Middlesex Independent 05 November 1904

BRENTFORD FOOTBALL CLUB colours can be obtained at the Ealing Park Laundry, Darwin Road, Ealing, Oxford shape or bow shape in specially manufactured silk at one shilling each, by post one penny extra.

FOR WINTER UNDERWEAR, Wool Shirts and Cardigan Jackets, try W. Borer's, 291 High Street, Brentford. See our 2s. 6d. Working Men's Shirts.

FIRE! FIRE! - To celebrate 5th November, Mr. A. East is building a huge bonfire on the foreshore at the Ferry and would be glad of any inflammable goods Brentonians would like to dispose of at the Ferry on Friday or Saturday.

WANTED. - The name and address of the newsboy is wanted who supplied a gentleman in Whitestile Road with a first edition of the INDEPENDENT on Wednesday night last.


These four items (there are more - another time) come under the heading BRENTFORD and are an interesting mix.
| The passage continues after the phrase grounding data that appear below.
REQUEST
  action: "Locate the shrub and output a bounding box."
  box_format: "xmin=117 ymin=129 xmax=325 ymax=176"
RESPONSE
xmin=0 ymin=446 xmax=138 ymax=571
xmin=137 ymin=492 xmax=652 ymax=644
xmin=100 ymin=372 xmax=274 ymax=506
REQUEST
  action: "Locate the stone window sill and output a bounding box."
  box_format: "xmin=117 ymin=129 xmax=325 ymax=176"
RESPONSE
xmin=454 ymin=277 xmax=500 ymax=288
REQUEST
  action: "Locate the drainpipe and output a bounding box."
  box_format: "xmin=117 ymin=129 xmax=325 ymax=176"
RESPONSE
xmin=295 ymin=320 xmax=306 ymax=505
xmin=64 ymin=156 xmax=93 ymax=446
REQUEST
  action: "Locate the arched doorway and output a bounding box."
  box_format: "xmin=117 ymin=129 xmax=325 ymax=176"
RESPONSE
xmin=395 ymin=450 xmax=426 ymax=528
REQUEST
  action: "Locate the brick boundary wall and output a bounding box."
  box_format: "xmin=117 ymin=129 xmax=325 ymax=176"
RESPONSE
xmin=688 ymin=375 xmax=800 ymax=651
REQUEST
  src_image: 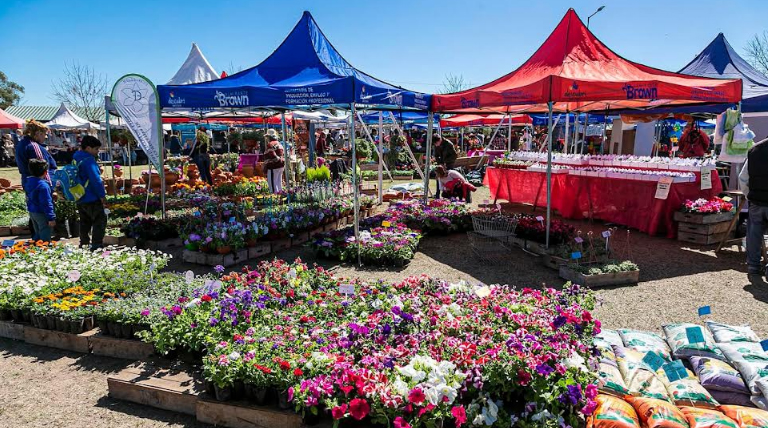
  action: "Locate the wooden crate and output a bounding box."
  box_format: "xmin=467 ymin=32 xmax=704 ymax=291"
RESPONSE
xmin=542 ymin=254 xmax=569 ymax=270
xmin=10 ymin=226 xmax=30 ymax=236
xmin=0 ymin=226 xmax=12 ymax=237
xmin=291 ymin=232 xmax=310 ymax=246
xmin=678 ymin=221 xmax=731 ymax=235
xmin=24 ymin=326 xmax=96 ymax=354
xmin=559 ymin=266 xmax=639 ymax=287
xmin=270 ymin=238 xmax=291 ymax=253
xmin=359 ymin=164 xmax=379 ymax=171
xmin=247 ymin=243 xmax=271 ymax=259
xmin=678 ymin=231 xmax=729 ymax=245
xmin=673 ymin=211 xmax=734 ymax=224
xmin=196 ymin=397 xmax=303 ymax=428
xmin=108 ymin=363 xmax=202 ymax=416
xmin=89 ymin=334 xmax=155 ymax=360
xmin=393 ymin=175 xmax=414 ymax=181
xmin=0 ymin=320 xmax=25 ymax=341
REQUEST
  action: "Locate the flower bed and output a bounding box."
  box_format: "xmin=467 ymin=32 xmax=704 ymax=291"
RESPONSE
xmin=515 ymin=215 xmax=575 ymax=246
xmin=138 ymin=259 xmax=600 ymax=427
xmin=682 ymin=197 xmax=734 ymax=214
xmin=311 ymin=223 xmax=421 ymax=266
xmin=0 ymin=244 xmax=169 ymax=330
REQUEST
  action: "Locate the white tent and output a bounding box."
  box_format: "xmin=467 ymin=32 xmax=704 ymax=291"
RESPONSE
xmin=46 ymin=103 xmax=101 ymax=130
xmin=167 ymin=43 xmax=219 ymax=85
It seems odd to purchase BFC football shirts from a laundry, but the timing - a few weeks into the new season - makes sense. The two shapes - Oxford or bow - meant something at the time. Meanwhile - weather turning cold - William Borer advertises warm clothing. Read more about the shop at 291 High Street.
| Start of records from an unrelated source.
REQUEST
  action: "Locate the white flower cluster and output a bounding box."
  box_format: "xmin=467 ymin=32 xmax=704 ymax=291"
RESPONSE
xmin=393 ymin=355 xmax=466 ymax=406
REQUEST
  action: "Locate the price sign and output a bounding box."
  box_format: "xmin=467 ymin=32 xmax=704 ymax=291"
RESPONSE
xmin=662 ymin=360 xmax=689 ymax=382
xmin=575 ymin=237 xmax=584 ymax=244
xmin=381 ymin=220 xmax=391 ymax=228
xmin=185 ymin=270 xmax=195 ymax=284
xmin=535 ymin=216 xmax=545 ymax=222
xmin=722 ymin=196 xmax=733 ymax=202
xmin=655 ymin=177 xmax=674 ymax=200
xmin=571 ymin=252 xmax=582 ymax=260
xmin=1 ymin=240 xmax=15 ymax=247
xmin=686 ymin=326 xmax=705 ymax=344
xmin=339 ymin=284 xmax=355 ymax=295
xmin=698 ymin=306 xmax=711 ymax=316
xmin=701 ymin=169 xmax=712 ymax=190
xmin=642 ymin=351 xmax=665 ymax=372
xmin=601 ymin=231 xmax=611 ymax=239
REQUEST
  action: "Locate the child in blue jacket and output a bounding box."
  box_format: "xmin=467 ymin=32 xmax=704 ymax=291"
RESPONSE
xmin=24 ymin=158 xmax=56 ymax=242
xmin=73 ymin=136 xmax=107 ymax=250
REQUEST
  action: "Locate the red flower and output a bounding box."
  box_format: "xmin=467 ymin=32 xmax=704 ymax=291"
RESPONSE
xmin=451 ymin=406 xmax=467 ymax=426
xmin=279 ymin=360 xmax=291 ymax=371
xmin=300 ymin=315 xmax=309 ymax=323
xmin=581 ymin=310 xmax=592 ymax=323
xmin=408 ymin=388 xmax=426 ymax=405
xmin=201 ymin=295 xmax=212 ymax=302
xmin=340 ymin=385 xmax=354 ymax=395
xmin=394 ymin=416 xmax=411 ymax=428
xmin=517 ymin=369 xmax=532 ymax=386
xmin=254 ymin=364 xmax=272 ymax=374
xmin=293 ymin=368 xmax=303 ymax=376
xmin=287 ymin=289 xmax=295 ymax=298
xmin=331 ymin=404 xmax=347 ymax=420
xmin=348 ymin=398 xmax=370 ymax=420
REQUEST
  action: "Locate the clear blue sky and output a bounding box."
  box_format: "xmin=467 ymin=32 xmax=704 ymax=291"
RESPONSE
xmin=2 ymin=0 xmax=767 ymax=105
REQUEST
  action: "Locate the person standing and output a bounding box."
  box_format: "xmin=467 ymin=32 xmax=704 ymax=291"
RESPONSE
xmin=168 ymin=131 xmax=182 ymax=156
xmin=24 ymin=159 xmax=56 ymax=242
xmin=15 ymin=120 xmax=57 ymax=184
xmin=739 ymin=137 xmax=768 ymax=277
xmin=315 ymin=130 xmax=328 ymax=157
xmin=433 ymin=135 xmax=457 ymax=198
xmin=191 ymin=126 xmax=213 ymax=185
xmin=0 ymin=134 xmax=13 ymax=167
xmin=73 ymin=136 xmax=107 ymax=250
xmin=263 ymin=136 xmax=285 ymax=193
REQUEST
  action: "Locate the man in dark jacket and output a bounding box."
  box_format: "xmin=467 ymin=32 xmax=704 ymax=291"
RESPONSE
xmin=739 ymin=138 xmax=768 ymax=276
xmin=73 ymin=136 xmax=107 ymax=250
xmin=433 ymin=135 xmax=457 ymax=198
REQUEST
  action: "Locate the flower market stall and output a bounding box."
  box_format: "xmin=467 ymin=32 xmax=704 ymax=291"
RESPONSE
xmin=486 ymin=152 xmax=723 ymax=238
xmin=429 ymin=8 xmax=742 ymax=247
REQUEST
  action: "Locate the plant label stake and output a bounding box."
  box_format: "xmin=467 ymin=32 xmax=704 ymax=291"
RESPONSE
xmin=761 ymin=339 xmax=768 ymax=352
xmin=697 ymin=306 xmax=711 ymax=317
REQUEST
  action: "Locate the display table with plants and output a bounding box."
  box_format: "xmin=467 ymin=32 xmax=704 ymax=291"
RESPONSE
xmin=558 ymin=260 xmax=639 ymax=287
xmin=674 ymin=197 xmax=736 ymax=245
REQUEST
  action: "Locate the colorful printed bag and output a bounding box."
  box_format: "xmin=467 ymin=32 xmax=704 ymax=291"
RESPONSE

Mr. A. East must be Arthur Sydney East, who took over the Ferry Hotel in 1903 and operated the ferry between Brentford and Kew. He appears on the pub licence transfer list. A photo of the Ferry Hotel in 1974 includes a link to an older view which shows the area where the dangerous-sounding bonfire was planned.

I am not at all sure what the last item is about. One wonders.
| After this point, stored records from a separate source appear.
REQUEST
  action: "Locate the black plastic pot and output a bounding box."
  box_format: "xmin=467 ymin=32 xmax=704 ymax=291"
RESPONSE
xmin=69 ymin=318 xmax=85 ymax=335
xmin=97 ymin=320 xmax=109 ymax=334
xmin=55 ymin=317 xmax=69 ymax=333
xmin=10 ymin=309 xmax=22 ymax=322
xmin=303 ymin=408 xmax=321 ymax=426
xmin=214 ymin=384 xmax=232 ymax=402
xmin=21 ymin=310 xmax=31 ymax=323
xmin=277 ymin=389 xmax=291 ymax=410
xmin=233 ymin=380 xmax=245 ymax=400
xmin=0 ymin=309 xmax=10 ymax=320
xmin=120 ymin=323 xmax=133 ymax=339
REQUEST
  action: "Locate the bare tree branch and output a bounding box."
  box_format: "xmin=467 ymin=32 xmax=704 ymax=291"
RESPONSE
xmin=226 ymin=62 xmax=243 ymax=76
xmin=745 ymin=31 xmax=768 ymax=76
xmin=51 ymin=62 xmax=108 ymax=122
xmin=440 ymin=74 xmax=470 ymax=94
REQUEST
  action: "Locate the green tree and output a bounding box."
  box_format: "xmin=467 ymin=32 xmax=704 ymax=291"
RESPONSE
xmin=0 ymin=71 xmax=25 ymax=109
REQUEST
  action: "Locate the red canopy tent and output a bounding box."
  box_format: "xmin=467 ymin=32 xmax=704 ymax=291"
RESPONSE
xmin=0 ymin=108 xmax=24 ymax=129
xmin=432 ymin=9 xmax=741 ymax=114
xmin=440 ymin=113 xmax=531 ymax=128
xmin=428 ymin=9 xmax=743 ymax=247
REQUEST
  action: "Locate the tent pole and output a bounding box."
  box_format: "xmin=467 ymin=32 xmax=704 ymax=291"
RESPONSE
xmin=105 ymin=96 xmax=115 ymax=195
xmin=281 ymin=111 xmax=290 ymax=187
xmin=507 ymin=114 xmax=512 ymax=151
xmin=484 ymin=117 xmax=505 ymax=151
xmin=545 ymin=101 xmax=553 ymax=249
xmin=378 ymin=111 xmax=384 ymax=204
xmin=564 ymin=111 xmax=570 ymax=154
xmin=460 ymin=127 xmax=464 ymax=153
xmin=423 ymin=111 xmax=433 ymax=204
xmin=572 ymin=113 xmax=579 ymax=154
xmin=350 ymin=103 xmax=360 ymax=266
Marylebone Mercury 27 November 1943

The Poppy Day effort in Brentford realized 510 10s 9d.

Three lists follow giving the amount collected at each public house, factory and by each street collector - see details.


The National Archives website has a currency converter which suggests 510 was the equivalent of 359 days wages of a skilled tradesman then, or would be worth over 18,000 in 2017.

The same newspaper included a rather directly-worded advertisement headed 'Bank Notes'
The Chancellor of the Exchequer says
"Too many notes are still being hoarded; it would be very much in the interests both of the hoarders and the State that these surplus notes should be deposited in a bank or invested in war loans."
If you have a bank account, use it, and combine caution with patriotism.
If you have no such account, go to a bank and ask the Manager to help you.
Renowned for Service

Other items from the same newspaper page sound upbeat and include:

  • Tom Hay plans your Victory Garden
  • Mr G.T. McEwan to speak on Post-War Exports (at the November meeting of Brentford Chamber of Commerce, Duke of York Hotel, Great West Road. 'Two more firms have joined the Chamber - Alltools Ltd, Harlequin Avenue, Great West Road; and Messrs Howard and Lenia (press tool makers), High Street, Brentford.')
  • Building the town of tomorrow. Refers to circulars fropm Mr W S Morrison, Minister of Town and Country Planning, to local authorities. No town names are mentioned but the piece mentions the need to reconstruct war-damaged areas, build houses and 'the readjustment of our industries to peace time needs'.